Tbilisi, DFWatch – Georgia’s Black Sea coast is among the European regions which are at the highest risk of a Zika virus outbreak during late spring and summer, a statement made by the World Health Organisation (WHO) reads.
Zika virus is spread by mosquitos of Aedes genus, whose representative Aedes aegypti can be found in western Georgia. They can be easily identified by distinctive black and white markings on their body and legs.
The virus causes an infection called Zika fever. Although it often causes no or only mild symptoms, such as fever, joint pain, and rash, and usually lasts less than seven days, it has been linked to microcephaly in babies who were exposed to the virus during pregnancy and to Guillain–Barré syndrome in adults. The virus can also be transmitted sexually and by blood transfusions.
Zika fever can’t be prevented by medications or vaccines. In February, the WHO declared a global health emergency over the Zika virus.

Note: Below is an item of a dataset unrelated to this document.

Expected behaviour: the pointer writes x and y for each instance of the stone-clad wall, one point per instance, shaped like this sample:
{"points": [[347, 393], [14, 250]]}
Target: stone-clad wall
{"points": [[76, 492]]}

Other European regions at high risk of an outbreak are the Russian coast of the Black Sea and the Portuguese island of Madeira. Other European countries have moderate to no likelihood of an outbreak.
The WHO recommends the countries at risk to strengthen vector-control activities to prevent the introduction and spread of mosquitoes, to equip health professionals to detect local transmission of Zika virus early and to report the first case of local transmission, to ensure that the skills and capacity to test for Zika virus or protocols to ship blood samples abroad are in place, to encourage communities to reduce mosquito breeding sites, and to enable people at risk, especially pregnant women, to protect themselves from infection, including through sexual transmission.
In a comment for Liberali, Khatuna Zakhashvili, the head of the Department of Communicable Diseases at the National Center for Disease Control and Public Health (NCDC), said that the risk of spreading Zika virus in Georgia was minimal.
‘Georgia is at a minimal risk of spreading of Zika virus. The carrier mosquito is present in Georgia, but the disease is not. We can talk about an increased risk in the case when we’ll have a person infected by the virus. We receive information from all neighbouring countries. There still hasn’t been a registered case of a Zika infection in any country of the South Caucasus’, Ms Zaskashvili said.